Les dynamiques humaines sont donc peu appréhendées dans la conceptualisation des ressources en eau et seulement sous la forme de pression sur l’environnement. Il en va de même dans les pays de la ceinture intertropicale, en particulier en Afrique de l’Ouest, où il est commun de grossir le trait d’une dépendance directe des populations au climat, à un environnement conçu comme fragile, risquant la désertification (Gangneron et al., 2022), ou encore comme une des dernières régions naturelles de la planète (Blanc, 2020). Pourtant, barrages, irrigations, micro-retenues, mares aménagées, citernes, puits, puisards, forages pastoraux, pompes à motricité humaine, adductions d’eau marquent le paysage (Gangneron et al., 2010a ; Fig. 1), ils constituent d’innombrables arrangements humains/milieux propres à produire des ressources et à contribuer au cycle de l’eau. De même, pour ces autres eaux-ressources pour l’agriculture, constituées d’aménagements pour retenir l’eau de ruissellement tels que les zaïs, cordons pierreux, banquettes, demi-lunes, terrasses (Descroix et Diédhiou, 2012) qui, au-delà de l’intérêt immédiat de concentrer l’eau au profit des cultures, limitent les ruissellements de surface (et donc l’érosion, l’export des matières organiques) et améliorent l’infiltration et la recharge des nappes.

La prospective CNRS/INSU/SIC1 (2019) nous apprend que « par définition, la présence des activités humaines dans tous nos sites rend très difficile de protéger les résultats de nos études des questions de management ou de décisions politiques », mais aussi de « bien comprendre comment l’activité humaine couplée aux changements environnementaux perturbe à différentes échelles de temps et d’espace le fonctionnement de la zone critique… ». Tantôt il faut protéger les données des artefacts humains, tantôt il faut les comprendre, mais uniquement en termes de perturbations d’une zone critique naturelle idéalisée. Toutefois, ce même rapport estime que les actions humaines se trouvent inéluctablement imbriquées dans chaque cas d’étude et que la question soulevée est donc celle de leur prise en compte qui pourrait conduire à abandonner l’idée qu’elles sont (uniquement) des forçages mais qu’elles sont des données. D’ailleurs, dans son ouvrage au titre prometteur, La Terre habitable ou l’épopée de la zone critique, Gaillardet (2023) plaide pour « l’habitabilité de la planète », même si son expérience de géochimiste illustre encore peu les interactions humains/milieu.

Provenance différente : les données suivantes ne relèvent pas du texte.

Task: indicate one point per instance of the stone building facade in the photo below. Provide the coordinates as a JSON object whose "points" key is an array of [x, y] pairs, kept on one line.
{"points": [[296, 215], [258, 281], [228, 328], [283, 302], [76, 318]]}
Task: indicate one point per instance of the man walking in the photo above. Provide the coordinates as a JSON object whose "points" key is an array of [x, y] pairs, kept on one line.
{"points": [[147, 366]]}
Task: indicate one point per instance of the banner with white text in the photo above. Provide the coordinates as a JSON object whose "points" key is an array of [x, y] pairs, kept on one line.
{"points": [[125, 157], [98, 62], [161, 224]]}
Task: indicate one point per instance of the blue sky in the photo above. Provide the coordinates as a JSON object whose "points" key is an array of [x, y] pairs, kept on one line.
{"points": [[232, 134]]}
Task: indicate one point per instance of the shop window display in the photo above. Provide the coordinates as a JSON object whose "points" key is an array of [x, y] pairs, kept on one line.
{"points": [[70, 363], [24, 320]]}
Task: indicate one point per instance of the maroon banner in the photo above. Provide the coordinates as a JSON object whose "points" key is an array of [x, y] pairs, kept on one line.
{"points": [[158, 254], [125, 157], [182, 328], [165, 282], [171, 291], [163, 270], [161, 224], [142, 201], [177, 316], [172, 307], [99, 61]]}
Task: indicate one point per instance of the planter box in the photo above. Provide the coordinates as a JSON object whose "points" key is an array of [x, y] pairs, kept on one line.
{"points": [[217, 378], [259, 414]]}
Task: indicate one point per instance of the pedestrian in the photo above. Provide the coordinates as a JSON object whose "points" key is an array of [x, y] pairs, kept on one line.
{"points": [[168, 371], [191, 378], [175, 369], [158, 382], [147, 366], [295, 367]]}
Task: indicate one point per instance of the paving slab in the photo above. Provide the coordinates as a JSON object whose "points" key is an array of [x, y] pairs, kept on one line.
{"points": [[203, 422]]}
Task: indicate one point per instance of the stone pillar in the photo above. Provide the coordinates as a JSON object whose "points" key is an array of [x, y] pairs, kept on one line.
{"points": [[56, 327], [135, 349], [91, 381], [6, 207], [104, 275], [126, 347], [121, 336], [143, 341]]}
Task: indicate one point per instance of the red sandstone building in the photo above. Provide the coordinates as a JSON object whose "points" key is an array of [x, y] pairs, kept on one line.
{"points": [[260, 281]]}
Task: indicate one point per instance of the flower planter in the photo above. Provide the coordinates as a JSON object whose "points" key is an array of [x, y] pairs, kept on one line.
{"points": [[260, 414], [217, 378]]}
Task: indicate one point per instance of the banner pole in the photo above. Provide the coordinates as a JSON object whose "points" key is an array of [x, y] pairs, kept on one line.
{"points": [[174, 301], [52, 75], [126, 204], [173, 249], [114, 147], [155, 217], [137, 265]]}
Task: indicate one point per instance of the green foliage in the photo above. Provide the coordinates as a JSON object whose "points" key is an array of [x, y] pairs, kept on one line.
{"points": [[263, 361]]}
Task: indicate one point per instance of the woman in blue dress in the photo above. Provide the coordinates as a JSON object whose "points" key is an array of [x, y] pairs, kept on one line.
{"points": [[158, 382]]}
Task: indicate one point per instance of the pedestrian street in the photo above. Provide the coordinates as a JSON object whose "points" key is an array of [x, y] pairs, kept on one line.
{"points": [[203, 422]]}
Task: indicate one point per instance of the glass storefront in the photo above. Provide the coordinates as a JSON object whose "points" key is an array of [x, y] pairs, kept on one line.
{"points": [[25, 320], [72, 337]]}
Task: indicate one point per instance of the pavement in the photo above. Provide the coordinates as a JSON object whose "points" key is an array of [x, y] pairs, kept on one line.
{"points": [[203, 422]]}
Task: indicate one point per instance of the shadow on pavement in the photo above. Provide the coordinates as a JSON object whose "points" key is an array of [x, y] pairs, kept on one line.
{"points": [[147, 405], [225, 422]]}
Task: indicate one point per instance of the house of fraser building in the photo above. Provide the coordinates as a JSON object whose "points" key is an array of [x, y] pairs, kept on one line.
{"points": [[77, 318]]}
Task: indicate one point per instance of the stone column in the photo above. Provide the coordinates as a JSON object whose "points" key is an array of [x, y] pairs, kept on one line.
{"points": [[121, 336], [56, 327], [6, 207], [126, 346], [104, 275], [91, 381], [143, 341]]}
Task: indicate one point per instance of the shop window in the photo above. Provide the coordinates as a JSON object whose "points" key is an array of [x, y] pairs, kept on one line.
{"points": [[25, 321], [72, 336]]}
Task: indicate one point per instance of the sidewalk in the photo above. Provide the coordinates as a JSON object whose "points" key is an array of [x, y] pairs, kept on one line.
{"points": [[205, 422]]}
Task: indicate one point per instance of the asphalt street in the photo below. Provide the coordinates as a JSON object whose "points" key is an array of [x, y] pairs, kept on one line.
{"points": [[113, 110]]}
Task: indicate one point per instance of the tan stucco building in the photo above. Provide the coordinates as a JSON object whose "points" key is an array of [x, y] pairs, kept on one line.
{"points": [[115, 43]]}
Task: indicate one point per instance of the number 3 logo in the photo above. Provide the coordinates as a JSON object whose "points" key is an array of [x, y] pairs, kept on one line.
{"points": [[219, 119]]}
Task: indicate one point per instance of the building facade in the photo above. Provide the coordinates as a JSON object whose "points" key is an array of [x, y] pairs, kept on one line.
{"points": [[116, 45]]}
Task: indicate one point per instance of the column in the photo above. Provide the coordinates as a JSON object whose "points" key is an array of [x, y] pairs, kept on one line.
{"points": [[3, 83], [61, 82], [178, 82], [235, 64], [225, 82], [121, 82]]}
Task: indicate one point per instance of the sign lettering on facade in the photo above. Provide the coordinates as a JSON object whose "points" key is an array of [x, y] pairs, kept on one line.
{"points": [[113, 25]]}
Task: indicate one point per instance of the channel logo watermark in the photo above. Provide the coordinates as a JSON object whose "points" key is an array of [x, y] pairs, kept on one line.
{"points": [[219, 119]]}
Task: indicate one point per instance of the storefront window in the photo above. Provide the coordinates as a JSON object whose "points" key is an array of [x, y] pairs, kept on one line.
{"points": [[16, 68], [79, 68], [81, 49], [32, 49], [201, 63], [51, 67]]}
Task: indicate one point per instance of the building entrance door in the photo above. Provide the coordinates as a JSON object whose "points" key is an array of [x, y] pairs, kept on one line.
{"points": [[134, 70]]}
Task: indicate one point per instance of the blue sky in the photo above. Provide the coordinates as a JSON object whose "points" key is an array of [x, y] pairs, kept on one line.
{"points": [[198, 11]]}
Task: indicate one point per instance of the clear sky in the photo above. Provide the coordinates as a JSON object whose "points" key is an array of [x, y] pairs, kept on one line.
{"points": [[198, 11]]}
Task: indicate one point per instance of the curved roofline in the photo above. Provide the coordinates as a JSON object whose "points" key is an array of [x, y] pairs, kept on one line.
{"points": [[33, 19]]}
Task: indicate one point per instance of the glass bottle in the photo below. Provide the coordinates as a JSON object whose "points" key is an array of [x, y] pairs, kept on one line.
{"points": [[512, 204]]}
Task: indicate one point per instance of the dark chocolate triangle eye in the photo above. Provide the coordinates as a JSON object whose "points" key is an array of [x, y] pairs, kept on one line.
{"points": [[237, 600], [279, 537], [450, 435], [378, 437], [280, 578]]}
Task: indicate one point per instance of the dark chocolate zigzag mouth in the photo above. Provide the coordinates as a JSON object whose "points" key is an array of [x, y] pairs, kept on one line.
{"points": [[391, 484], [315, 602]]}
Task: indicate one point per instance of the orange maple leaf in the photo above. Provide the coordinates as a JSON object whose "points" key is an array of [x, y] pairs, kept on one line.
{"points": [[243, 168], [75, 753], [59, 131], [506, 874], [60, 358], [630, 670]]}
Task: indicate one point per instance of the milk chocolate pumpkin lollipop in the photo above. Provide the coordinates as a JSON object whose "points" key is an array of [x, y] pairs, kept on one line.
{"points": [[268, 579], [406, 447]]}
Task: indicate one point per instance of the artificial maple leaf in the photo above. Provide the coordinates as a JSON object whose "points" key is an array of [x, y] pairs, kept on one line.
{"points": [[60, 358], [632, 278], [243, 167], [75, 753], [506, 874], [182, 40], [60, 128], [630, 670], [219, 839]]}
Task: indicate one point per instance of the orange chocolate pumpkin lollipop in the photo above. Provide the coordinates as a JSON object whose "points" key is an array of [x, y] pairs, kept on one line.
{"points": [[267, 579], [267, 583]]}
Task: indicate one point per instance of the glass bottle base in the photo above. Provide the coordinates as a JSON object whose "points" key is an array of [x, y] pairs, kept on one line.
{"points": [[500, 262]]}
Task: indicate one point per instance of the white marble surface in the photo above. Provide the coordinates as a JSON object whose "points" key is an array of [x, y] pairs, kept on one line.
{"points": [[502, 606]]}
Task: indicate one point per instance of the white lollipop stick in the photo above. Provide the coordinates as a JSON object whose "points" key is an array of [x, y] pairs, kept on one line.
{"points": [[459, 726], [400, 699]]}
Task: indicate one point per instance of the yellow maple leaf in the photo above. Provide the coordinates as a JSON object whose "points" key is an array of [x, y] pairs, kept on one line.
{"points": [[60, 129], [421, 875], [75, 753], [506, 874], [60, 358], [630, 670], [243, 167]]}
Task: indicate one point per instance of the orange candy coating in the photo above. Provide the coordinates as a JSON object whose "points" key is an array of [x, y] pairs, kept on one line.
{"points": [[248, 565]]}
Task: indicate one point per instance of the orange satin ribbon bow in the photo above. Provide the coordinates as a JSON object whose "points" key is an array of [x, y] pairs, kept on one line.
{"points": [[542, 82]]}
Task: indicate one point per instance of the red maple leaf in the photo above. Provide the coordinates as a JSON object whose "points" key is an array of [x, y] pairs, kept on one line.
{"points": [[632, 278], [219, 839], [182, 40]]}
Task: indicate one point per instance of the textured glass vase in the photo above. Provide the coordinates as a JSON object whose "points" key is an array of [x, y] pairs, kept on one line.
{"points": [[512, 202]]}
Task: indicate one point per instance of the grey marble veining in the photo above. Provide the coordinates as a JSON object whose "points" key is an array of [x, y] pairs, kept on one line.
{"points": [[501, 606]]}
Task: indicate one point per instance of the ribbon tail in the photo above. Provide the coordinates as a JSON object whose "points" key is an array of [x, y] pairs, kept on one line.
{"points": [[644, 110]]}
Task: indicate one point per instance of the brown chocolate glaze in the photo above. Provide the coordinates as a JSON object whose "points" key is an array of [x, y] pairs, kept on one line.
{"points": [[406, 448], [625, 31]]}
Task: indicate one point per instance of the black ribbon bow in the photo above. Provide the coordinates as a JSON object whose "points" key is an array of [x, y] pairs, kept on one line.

Les eaux-ressources pâtissent de leur définition comme naturelles les confinant dans les sciences du même nom alors qu’elles sont coproduites au même titre qu’une céréale est cultivée. Si on interprétait les ressources en eau comme « cultivées », certains auteurs parlent d’ailleurs de « water harvesting » (Rockström et Falkenmark, 2015), on unirait sans doute plus facilement au sein même de la zone critique les sciences de la nature et les sciences de la culture qui, les unes et les autres, déploient nombre de travaux sur l’eau sans se rencontrer. Les pas vers une « socialisation » de la zone critique et des ressources en eau sont timides, mais malgré tout perceptibles. Ils permettent, au-delà de la définition naturaliste proposée par le National Research Council, d’élargir les problématiques aux interactions humains/milieu dans une approche pluridisciplinaire. Ils ouvrent notamment à la possibilité de reformuler la question de la pénurie au-delà de la rareté (Buchs, 2012), de documenter les transformations des rapports hydrofonciers que peuvent engendrer ces équipements et de comprendre les règles d’allocation dans les agricultures irriguées (Bédoucha et Sabatier, 2013). Ces ambitions permettent de déconstruire l’approche technique qui prévaut souvent dans les projets d’adductions en Afrique de l’Ouest (Gangneron, 2017) ou des barrages hydroagricoles pour lesquels sont faits des bilans, des évaluations des besoins des plantes irriguées, autant de modèles industriels de dissociation de la nature et de la culture (Aubriot, 2013) par des mises à distance des agriculteurs eux-mêmes.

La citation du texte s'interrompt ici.